Las resinas combinadas con ezetimiba pueden llegar a reducir el cLDL de un 35% a un 40%. Por último, la triple terapia estatinas + ezetimiba + resinas es una alternativa a considerar para facilitar un control óptimo de la hipercolesterolemia.

  • La proproteína convertasa subtilisina/kexina tipo 9 (PCSK9) se une al LDLR y provoca su degradación impidiendo su reciclaje, lo que lleva a un aumento de las concentraciones de c-LDL. Se han evaluado en numerosos estudios la eficacia de los inhibidores de la PCSK9 (iPCSK9), siendo una de las terapias hipolipemiantes intensivas más efectivas en la actualidad. Los iPCSK9 pueden ser pequeñas moléculas como oligonucleótidos sin sentido, ARN interferente o anticuerpos monoclonales anti-PCSK9 (tales como el evolocumab o el alirocumab). El uso combinado de estatinas + ezetemiba y/o iPCSK9 ha demostrado reducir aún más el riesgo de enfermedad CDV arteriosclerótica (estudios FOURIER y ODISSEY). En pacientes con hipercolesterolemia familiar de muy alto riesgo y en prevención secundaria, se recomienda el uso de iPCSK9 cuando la terapia combinada de estatinas + ezetemiba no alcanza el objetivo terapéutico. La combinación de los iPCSK9 con estatinas y/o ezetimiba logra descensos adicionales del cLDL superiores al 60% y un 25% de reducción de triglicéridos.    

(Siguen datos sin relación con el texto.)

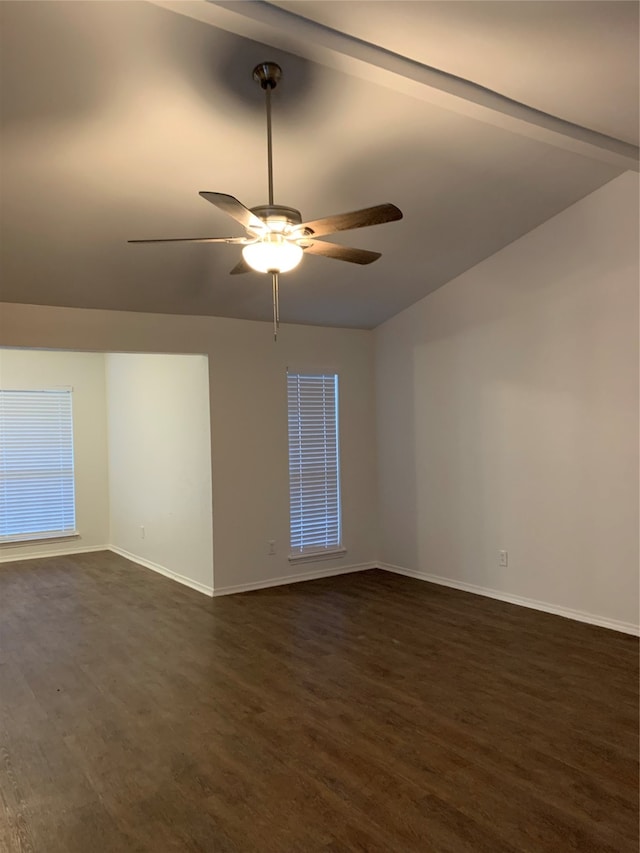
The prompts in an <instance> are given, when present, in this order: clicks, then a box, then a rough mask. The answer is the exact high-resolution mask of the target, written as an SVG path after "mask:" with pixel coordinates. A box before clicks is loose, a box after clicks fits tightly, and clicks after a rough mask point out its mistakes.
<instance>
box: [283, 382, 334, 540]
mask: <svg viewBox="0 0 640 853" xmlns="http://www.w3.org/2000/svg"><path fill="white" fill-rule="evenodd" d="M287 392H288V415H289V501H290V516H291V518H290V521H291V551H292V556H295V555H296V554H298V555H302V554H308V553H314V552H325V551H328V550H338V549H340V539H341V529H340V454H339V446H338V376H337V374H335V373H331V374H308V373H304V374H302V373H289V374H287Z"/></svg>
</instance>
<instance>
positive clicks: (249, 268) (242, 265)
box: [229, 258, 255, 275]
mask: <svg viewBox="0 0 640 853" xmlns="http://www.w3.org/2000/svg"><path fill="white" fill-rule="evenodd" d="M243 272H255V270H254V269H253V268H252V267H250V266H249V264H248V263H247V262H246V261H245V259H244V258H240V260H239V261H238V263H237V264H236V265H235V267H234V268H233V269H232V270H230V271H229V275H240V273H243Z"/></svg>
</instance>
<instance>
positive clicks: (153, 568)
mask: <svg viewBox="0 0 640 853" xmlns="http://www.w3.org/2000/svg"><path fill="white" fill-rule="evenodd" d="M107 547H108V550H109V551H113V553H114V554H118V555H119V556H120V557H124V558H125V559H126V560H130V561H131V562H132V563H137V564H138V565H139V566H143V567H144V568H145V569H151V571H152V572H158V574H159V575H164V576H165V577H167V578H171V580H174V581H178V583H181V584H184V586H188V587H190V588H191V589H195V590H197V591H198V592H202V593H204V594H205V595H208V596H209V597H211V596H212V595H213V587H211V586H207V585H206V584H203V583H199V582H198V581H193V580H191V578H187V577H185V576H184V575H180V574H178V572H173V571H171V569H167V568H165V567H164V566H160V565H158V563H152V562H151V560H143V559H142V557H137V556H136V555H135V554H130V553H129V552H128V551H125V550H124V549H123V548H117V547H116V546H115V545H109V546H107Z"/></svg>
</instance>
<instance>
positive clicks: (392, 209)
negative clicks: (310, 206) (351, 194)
mask: <svg viewBox="0 0 640 853" xmlns="http://www.w3.org/2000/svg"><path fill="white" fill-rule="evenodd" d="M396 219H402V211H401V210H400V209H399V208H398V207H396V206H395V204H378V205H376V207H365V208H363V209H362V210H354V211H353V212H352V213H337V214H336V215H335V216H325V217H324V219H314V220H313V221H312V222H303V224H302V225H301V226H300V227H301V228H306V229H307V230H308V231H310V232H311V236H312V237H323V236H325V235H326V234H334V233H335V232H336V231H349V230H350V229H351V228H364V227H365V226H367V225H381V224H382V223H383V222H394V221H395V220H396Z"/></svg>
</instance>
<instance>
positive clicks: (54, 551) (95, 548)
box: [0, 544, 111, 563]
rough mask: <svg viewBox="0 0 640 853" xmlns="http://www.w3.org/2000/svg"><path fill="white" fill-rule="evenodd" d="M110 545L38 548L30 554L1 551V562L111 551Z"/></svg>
mask: <svg viewBox="0 0 640 853" xmlns="http://www.w3.org/2000/svg"><path fill="white" fill-rule="evenodd" d="M110 548H111V546H110V545H82V544H78V545H76V546H75V547H74V546H72V545H70V546H68V547H67V548H62V549H60V550H56V549H53V548H43V549H40V548H39V549H38V551H37V553H36V552H35V551H34V552H32V553H30V554H25V553H24V552H23V553H20V554H19V553H18V552H17V551H13V552H12V553H11V554H2V553H0V563H15V562H17V561H18V560H39V559H40V558H44V557H72V556H73V555H74V554H92V553H93V552H94V551H109V550H110Z"/></svg>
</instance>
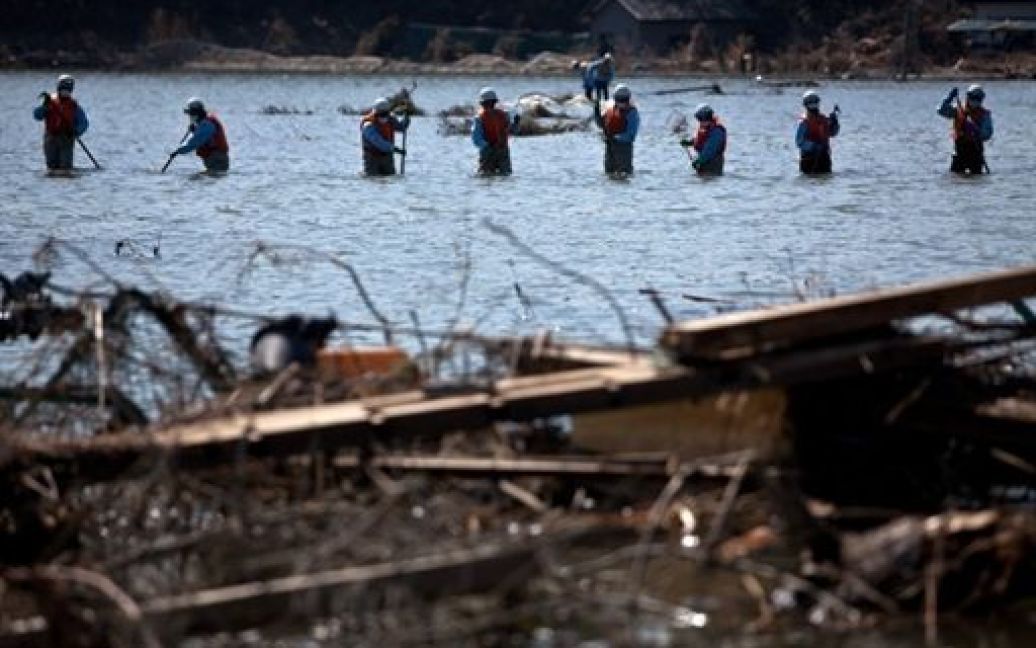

Los nuevos fármacos y terapias hipolipemiantes han logrado una mayor eficacia en la reducción del c-LDL y han promovido cambios en las recomendaciones de las guías clínicas. Toda la evidencia clínica actual confirma la seguridad de reducir el cLDL a concentraciones bajas o muy bajas y demuestra que la exposición durante toda la vida a bajos niveles de c-LDL proporciona un mayor beneficio CDV que el que se consigue cuando la terapia intervencional se inicia en edades más avanzadas.  Los análisis de los niveles de colesterol durante los estudios con estatinas en monoterapia o asociadas a ezetimiba e iPCSK9 muestran un beneficio continuo, sin que exista un nivel a partir del cual no exista más beneficio o a partir del cual, aumenten los efectos secundarios. A pesar de estas opciones más efectivas, el uso de los iPCSK9 todavía está condicionado por su elevado coste por lo que se limita al tratamiento de aquellos pacientes que por su alto riesgo CDV vayan a obtener mayor beneficio.